We are not ready to build our model. We will have sequential layers with an input layer, an LTSM layer, and dense output layer. The input layer is of size 32 for each input word. The second layer is an LTSM layer with size 100, and finally one output node since we have a binary classification problem.

In [66]:
# Construct our model
embedding_vecor_length = 32
model = keras.models.Sequential()
model.add(keras.layers.Embedding(num_of_words, embedding_vecor_length, input_length=max_review_length))
model.add(keras.layers.LSTM(100))
model.add(keras.layers.Dense(1, activation='sigmoid'))
model.compile(loss='binary_crossentropy', optimizer='adam', metrics=['accuracy'])
print(model.summary())
model.fit(x_train, y_train, validation_data=(x_test, y_test), epochs=3, batch_size=64)
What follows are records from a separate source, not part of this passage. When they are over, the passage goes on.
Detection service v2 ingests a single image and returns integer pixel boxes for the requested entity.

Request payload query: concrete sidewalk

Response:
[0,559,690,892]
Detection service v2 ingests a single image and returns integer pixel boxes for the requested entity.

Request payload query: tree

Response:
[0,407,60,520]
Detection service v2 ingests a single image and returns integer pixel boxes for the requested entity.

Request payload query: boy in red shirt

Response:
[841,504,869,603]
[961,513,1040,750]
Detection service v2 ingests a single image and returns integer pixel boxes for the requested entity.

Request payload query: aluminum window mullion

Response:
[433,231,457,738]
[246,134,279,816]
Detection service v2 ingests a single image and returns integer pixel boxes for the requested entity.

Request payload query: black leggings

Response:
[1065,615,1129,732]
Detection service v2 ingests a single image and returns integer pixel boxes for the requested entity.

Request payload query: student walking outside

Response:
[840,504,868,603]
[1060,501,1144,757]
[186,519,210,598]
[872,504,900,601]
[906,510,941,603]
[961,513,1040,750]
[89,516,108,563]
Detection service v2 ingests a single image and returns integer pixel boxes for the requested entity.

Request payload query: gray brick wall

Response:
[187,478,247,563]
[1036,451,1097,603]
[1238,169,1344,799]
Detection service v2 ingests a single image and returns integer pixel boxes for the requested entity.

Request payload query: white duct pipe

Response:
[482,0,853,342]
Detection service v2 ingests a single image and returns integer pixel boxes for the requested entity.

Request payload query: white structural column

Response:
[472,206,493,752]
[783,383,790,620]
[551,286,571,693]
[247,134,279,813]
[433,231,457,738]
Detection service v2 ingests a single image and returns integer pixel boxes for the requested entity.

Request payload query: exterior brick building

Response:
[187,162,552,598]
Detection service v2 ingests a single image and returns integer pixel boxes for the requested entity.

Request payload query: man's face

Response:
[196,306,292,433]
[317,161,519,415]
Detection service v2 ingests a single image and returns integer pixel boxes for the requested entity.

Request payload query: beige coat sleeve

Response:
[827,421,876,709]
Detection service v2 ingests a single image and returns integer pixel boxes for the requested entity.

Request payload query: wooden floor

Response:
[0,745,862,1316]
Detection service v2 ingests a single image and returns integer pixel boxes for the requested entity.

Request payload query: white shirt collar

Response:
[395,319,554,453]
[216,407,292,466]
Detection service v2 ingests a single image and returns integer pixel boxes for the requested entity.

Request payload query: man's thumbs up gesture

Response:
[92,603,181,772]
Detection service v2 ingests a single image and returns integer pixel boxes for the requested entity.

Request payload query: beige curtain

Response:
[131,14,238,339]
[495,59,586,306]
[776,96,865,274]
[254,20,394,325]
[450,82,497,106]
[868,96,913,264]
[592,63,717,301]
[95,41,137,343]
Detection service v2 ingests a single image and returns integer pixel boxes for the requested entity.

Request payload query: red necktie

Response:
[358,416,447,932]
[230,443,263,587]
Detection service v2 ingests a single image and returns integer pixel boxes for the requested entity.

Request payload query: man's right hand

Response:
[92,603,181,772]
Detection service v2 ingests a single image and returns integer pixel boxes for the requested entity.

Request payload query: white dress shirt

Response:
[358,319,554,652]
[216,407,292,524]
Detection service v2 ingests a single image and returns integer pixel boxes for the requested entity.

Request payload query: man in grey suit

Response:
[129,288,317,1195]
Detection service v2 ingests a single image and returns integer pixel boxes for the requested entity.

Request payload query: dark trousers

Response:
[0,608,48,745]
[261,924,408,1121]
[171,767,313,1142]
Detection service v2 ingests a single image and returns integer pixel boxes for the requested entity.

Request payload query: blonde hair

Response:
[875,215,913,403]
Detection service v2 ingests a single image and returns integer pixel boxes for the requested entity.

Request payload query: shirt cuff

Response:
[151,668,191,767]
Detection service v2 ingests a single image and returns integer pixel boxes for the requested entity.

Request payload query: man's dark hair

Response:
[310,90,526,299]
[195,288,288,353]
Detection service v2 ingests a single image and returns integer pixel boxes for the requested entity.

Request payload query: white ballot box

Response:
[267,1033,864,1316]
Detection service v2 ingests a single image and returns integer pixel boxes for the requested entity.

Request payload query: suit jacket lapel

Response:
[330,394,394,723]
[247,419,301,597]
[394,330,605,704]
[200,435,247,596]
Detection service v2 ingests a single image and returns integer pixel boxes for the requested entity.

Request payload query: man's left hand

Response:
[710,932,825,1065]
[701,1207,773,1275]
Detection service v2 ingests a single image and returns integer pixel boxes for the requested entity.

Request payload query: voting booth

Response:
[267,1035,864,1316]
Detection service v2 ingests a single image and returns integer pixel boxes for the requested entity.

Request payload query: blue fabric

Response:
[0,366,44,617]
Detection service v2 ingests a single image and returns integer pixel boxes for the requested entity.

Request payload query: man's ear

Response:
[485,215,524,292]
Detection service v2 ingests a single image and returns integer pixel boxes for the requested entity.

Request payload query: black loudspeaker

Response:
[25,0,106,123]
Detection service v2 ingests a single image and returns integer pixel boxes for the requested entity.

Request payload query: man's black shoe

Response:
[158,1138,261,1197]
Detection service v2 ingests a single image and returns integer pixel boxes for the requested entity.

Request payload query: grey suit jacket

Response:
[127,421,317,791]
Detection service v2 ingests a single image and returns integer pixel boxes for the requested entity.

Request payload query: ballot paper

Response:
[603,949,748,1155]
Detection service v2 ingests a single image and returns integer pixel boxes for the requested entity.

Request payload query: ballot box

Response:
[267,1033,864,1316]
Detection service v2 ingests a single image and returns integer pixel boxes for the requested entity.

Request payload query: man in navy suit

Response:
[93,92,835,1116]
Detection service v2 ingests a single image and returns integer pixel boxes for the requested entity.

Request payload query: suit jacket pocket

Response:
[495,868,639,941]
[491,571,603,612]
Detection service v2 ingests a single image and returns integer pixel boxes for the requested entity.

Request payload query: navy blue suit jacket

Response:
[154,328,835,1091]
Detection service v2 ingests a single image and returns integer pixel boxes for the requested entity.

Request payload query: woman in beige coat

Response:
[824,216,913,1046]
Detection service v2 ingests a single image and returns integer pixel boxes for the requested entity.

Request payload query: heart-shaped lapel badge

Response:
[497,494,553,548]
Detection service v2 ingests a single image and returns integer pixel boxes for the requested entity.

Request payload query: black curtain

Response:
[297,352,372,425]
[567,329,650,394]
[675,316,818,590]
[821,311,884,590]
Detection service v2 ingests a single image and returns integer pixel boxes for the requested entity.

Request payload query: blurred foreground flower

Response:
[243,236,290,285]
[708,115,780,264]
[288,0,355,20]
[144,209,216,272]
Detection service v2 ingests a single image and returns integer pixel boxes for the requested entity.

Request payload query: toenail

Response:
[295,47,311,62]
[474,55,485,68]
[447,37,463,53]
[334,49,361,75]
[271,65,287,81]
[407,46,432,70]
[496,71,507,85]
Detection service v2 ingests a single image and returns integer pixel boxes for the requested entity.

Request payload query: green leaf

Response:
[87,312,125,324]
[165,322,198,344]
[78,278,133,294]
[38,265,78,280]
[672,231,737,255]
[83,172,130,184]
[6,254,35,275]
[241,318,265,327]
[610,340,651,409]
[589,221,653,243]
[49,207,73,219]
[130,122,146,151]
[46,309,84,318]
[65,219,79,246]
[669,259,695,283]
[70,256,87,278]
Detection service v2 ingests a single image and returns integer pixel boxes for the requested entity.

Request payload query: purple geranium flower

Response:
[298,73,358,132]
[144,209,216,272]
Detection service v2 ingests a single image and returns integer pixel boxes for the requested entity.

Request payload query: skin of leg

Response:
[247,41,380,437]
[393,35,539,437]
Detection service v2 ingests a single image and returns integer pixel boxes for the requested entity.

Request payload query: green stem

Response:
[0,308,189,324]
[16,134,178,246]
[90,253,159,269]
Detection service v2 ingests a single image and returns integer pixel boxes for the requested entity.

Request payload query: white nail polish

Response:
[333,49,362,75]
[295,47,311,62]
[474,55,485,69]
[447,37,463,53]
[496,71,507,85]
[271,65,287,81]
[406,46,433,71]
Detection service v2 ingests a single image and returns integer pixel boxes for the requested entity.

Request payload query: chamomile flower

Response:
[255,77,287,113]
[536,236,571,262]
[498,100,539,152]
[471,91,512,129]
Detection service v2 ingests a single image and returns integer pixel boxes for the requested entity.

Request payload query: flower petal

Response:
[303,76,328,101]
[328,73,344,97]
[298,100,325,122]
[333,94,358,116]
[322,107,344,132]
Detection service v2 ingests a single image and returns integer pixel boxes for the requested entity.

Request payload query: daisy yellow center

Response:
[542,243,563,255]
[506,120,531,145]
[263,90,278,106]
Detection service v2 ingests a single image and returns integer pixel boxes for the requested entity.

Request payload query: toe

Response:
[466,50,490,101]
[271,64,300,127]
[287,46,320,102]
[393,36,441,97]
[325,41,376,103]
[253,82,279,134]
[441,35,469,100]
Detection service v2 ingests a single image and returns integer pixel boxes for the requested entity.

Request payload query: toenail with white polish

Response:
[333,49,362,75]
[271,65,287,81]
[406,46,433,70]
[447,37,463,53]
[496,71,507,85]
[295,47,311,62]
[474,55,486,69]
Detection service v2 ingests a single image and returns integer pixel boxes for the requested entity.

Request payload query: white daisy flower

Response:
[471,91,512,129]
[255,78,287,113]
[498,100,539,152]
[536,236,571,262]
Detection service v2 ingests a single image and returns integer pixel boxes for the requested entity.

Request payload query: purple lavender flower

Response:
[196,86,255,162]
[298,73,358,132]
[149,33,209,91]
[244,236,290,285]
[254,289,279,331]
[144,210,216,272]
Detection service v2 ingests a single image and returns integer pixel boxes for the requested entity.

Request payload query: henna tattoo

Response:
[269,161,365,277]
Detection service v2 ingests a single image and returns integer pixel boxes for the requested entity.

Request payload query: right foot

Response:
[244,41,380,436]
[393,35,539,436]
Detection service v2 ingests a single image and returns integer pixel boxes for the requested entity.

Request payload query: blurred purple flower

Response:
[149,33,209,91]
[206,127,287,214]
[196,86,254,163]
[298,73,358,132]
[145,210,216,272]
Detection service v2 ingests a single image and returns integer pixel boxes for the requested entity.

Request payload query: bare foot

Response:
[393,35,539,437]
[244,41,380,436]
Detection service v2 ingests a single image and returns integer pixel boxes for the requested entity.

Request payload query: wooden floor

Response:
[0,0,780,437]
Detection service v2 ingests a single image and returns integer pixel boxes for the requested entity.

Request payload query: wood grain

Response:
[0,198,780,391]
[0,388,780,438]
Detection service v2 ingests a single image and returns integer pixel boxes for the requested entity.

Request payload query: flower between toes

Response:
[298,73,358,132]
_________________________________________________________________
Layer (type)                 Output Shape              Param #   
embedding_10 (Embedding)     (None, 400, 32)           320000    
_________________________________________________________________
lstm_10 (LSTM)               (None, 100)               53200     
_________________________________________________________________
dense_10 (Dense)             (None, 1)                 101       
Total params: 373,301
Trainable params: 373,301
Non-trainable params: 0
_________________________________________________________________
None


  "Converting sparse IndexedSlices to a dense Tensor of unknown shape. "


Train on 25000 samples, validate on 25000 samples
Epoch 1/3
Epoch 2/3
Epoch 3/3


<tensorflow.python.keras.callbacks.History at 0x160ad4df048>

Now that we have trained our model, lets look at the testing accuracy.

In [67]:
# Evaluate model
scores = model.evaluate(x_test, y_test, verbose=0)
print("Accuracy: %.2f%%" % (scores[1]*100))

Accuracy: 85.75%


In this lab, we learned how to load data from keras datasets, pad and trim data to a certain size, build an LTSM model, and evaluation test set.